Yoshinori Miyoshi, Takuya Umano, Kotaro Tonoike, Naoki Izawa, Susumu Sugikawa, Shuji Okazaki
Nuclear Technology | Volume 118 | Number 1 | April 1997 | Pages 69-82
Technical Paper | Kiyose Birthday Anniversary Special / Nuclear Criticality Safety | doi.org/10.13182/NT97-A35358
Articles are hosted by Taylor and Francis Online.

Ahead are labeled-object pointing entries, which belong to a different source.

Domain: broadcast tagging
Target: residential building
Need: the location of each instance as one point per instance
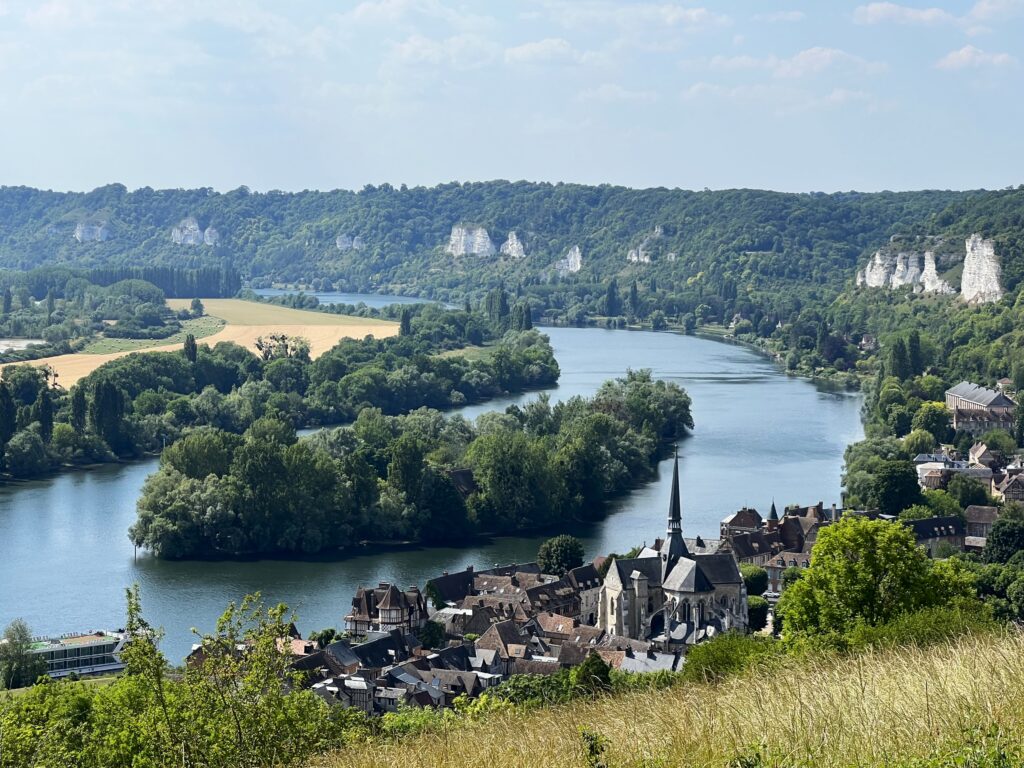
(384, 608)
(977, 410)
(85, 653)
(671, 596)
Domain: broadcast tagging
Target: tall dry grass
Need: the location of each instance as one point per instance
(884, 709)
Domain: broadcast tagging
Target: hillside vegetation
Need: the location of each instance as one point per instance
(952, 705)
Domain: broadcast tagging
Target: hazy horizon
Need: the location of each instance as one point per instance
(795, 96)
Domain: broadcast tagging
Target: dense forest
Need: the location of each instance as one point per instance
(143, 401)
(415, 477)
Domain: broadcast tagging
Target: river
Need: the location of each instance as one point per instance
(66, 558)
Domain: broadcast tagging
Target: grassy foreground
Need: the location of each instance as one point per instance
(954, 705)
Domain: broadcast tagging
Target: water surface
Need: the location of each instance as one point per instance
(66, 558)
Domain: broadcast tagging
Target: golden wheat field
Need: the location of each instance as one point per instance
(245, 322)
(896, 708)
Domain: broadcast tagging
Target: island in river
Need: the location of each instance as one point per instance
(66, 558)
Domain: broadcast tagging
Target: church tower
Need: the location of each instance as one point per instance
(674, 547)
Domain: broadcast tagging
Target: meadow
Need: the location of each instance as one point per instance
(227, 320)
(953, 705)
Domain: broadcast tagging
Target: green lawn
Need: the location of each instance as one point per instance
(200, 328)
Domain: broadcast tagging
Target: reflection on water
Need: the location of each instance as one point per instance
(66, 558)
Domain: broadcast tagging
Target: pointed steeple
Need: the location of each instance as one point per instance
(674, 547)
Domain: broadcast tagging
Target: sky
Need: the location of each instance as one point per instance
(300, 94)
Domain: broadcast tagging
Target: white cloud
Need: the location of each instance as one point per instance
(459, 51)
(583, 12)
(882, 12)
(549, 50)
(982, 10)
(804, 64)
(779, 15)
(971, 57)
(612, 93)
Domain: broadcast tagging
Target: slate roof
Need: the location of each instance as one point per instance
(936, 527)
(980, 395)
(979, 513)
(720, 568)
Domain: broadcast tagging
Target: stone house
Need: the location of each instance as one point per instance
(978, 410)
(669, 595)
(385, 608)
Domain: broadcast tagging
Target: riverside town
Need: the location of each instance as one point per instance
(560, 383)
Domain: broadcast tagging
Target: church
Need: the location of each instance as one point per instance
(669, 596)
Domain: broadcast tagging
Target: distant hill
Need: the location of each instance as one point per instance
(389, 238)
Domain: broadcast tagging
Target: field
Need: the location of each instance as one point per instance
(227, 320)
(951, 706)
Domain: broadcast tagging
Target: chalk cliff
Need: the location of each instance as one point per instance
(346, 242)
(92, 231)
(513, 247)
(982, 279)
(188, 232)
(571, 262)
(472, 241)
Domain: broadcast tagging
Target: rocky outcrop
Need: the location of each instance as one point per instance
(930, 280)
(513, 248)
(641, 254)
(88, 231)
(570, 263)
(888, 269)
(470, 241)
(188, 232)
(346, 242)
(982, 279)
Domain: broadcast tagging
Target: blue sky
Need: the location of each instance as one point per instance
(301, 94)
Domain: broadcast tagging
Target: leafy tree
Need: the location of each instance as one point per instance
(755, 578)
(1007, 537)
(866, 572)
(895, 486)
(79, 410)
(919, 441)
(560, 554)
(190, 348)
(934, 418)
(1001, 440)
(18, 666)
(757, 613)
(592, 676)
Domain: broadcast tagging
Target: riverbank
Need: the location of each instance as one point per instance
(759, 434)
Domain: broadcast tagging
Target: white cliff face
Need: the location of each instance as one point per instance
(930, 280)
(571, 262)
(641, 254)
(513, 248)
(981, 282)
(187, 232)
(470, 241)
(898, 270)
(93, 231)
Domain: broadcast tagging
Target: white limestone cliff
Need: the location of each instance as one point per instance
(346, 242)
(513, 247)
(470, 241)
(981, 282)
(92, 231)
(571, 262)
(930, 280)
(187, 232)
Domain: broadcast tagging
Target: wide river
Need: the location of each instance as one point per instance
(66, 558)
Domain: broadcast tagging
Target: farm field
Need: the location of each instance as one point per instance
(243, 323)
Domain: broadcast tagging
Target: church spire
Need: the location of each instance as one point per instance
(674, 546)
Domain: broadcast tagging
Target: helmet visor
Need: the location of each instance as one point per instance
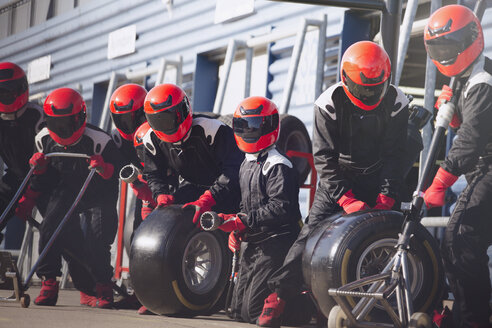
(369, 94)
(130, 121)
(11, 89)
(446, 48)
(168, 121)
(252, 128)
(65, 126)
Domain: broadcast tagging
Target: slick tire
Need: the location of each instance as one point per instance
(293, 136)
(175, 268)
(347, 248)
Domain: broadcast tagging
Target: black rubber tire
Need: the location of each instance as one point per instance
(293, 136)
(335, 247)
(158, 266)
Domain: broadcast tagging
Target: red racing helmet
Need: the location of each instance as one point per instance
(453, 38)
(65, 115)
(365, 71)
(126, 108)
(14, 89)
(168, 112)
(256, 124)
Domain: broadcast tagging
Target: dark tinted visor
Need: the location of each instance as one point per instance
(252, 128)
(65, 126)
(168, 121)
(11, 89)
(129, 122)
(368, 94)
(446, 48)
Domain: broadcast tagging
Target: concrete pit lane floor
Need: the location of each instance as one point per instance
(68, 313)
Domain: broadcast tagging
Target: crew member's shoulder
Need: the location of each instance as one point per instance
(209, 125)
(275, 158)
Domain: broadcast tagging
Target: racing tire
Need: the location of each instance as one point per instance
(293, 136)
(347, 248)
(175, 268)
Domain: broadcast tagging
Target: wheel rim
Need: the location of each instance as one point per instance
(202, 263)
(377, 255)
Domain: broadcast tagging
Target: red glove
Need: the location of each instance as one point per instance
(142, 191)
(147, 208)
(234, 242)
(39, 162)
(232, 222)
(434, 195)
(384, 202)
(26, 204)
(350, 204)
(105, 170)
(444, 97)
(202, 204)
(164, 200)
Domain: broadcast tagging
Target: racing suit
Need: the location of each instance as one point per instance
(469, 231)
(17, 131)
(270, 198)
(208, 159)
(354, 150)
(85, 241)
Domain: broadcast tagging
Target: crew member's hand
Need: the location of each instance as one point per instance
(39, 162)
(232, 222)
(26, 204)
(434, 195)
(384, 202)
(164, 200)
(147, 208)
(444, 97)
(350, 204)
(202, 204)
(234, 242)
(142, 191)
(105, 170)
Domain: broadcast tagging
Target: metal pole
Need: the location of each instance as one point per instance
(103, 122)
(294, 64)
(390, 30)
(429, 87)
(405, 31)
(249, 64)
(320, 65)
(229, 59)
(357, 4)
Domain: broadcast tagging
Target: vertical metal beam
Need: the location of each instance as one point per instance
(294, 64)
(405, 31)
(320, 65)
(429, 87)
(390, 30)
(249, 65)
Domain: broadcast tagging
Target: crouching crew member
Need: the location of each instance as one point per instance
(454, 41)
(126, 106)
(20, 120)
(360, 133)
(198, 149)
(269, 201)
(53, 189)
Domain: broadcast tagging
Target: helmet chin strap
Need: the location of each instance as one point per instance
(183, 140)
(15, 115)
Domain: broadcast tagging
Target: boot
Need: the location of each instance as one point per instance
(104, 296)
(49, 293)
(86, 299)
(272, 312)
(144, 310)
(443, 319)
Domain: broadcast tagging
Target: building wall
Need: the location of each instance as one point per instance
(77, 41)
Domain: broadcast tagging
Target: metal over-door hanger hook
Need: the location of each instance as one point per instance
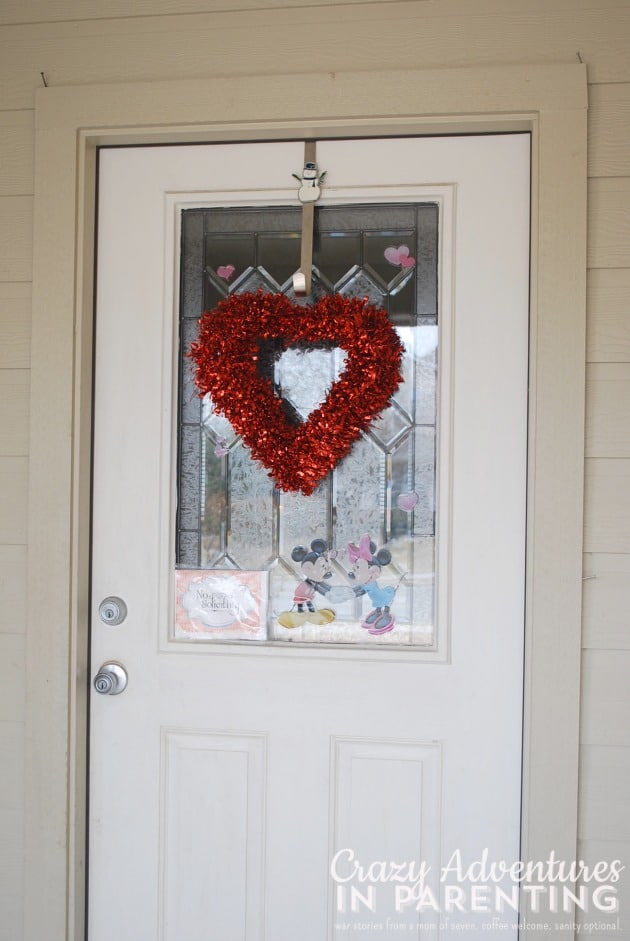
(308, 194)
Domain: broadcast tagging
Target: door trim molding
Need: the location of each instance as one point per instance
(71, 123)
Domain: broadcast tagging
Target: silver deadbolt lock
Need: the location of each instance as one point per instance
(112, 611)
(111, 679)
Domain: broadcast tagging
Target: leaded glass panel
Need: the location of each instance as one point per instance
(380, 500)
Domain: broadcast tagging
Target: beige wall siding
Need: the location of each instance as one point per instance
(96, 41)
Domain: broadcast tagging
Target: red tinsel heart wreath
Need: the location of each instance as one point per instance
(228, 353)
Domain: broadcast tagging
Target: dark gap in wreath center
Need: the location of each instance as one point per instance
(300, 374)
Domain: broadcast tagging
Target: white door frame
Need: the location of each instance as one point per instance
(71, 123)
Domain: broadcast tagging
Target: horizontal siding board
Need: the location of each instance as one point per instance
(396, 36)
(609, 223)
(16, 153)
(608, 410)
(14, 408)
(16, 238)
(604, 812)
(16, 11)
(13, 500)
(605, 698)
(607, 505)
(608, 317)
(606, 602)
(13, 680)
(13, 589)
(609, 130)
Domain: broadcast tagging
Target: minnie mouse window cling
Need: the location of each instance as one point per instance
(367, 564)
(357, 573)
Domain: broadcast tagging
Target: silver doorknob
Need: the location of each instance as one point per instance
(112, 611)
(111, 679)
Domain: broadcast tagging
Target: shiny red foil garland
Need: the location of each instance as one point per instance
(227, 354)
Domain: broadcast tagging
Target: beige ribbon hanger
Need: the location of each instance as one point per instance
(308, 194)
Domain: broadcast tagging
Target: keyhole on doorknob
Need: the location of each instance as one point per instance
(111, 679)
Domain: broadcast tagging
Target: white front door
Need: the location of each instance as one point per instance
(242, 788)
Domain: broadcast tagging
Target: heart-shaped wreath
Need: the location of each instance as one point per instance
(247, 331)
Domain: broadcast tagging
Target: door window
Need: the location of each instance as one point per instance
(354, 562)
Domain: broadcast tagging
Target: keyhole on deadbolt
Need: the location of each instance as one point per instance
(112, 611)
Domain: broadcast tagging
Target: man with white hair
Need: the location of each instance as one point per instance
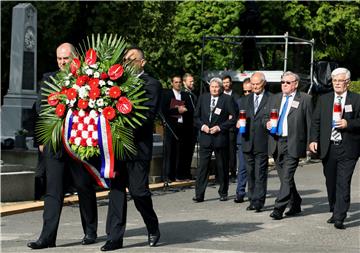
(335, 135)
(215, 114)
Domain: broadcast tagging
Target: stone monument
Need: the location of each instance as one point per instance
(16, 112)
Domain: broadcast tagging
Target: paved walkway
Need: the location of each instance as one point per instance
(211, 226)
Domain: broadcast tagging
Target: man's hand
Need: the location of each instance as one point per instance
(313, 147)
(41, 148)
(214, 129)
(341, 124)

A series of critical experiments with 10% enriched uranyl nitrate solution using a cylindrical core tank 60 cm in diameter have been performed with the Static Experiment Critical Facility at the Nuclear Fuel Cycle Safety Engineering Research Facility in the Tokai research establishment of the Japan Atomic Energy Research Institute. In the first series of experiments using the cylindrical core tank, systematic data of the critical height for water-reflected cores and unreflected cores were obtained by changing the uranium concentration of the fuel solution from 313 to 225 g U/ℓ. As the reactivity of each core is controlled only by solution height, these criticality configurations, which have simple cylindrical shapes, are available for the validation of calculation codes used in criticality safety designs of nuclear fuel cycle facilities. The neutron multiplication factors of experimental cores were calculated with the two-dimensional transport code TWOTRAN in the SRAC code system and with the continuous-energy Monte Carlo code MCNP4A, employing the Japanese evaluated nuclear data library JENDL-3.2. The calculations from the combination of these calculation codes and the nuclear data library reproduce the neutron multiplication factors within an error of 0.9% for the experimental configuration of critical cores.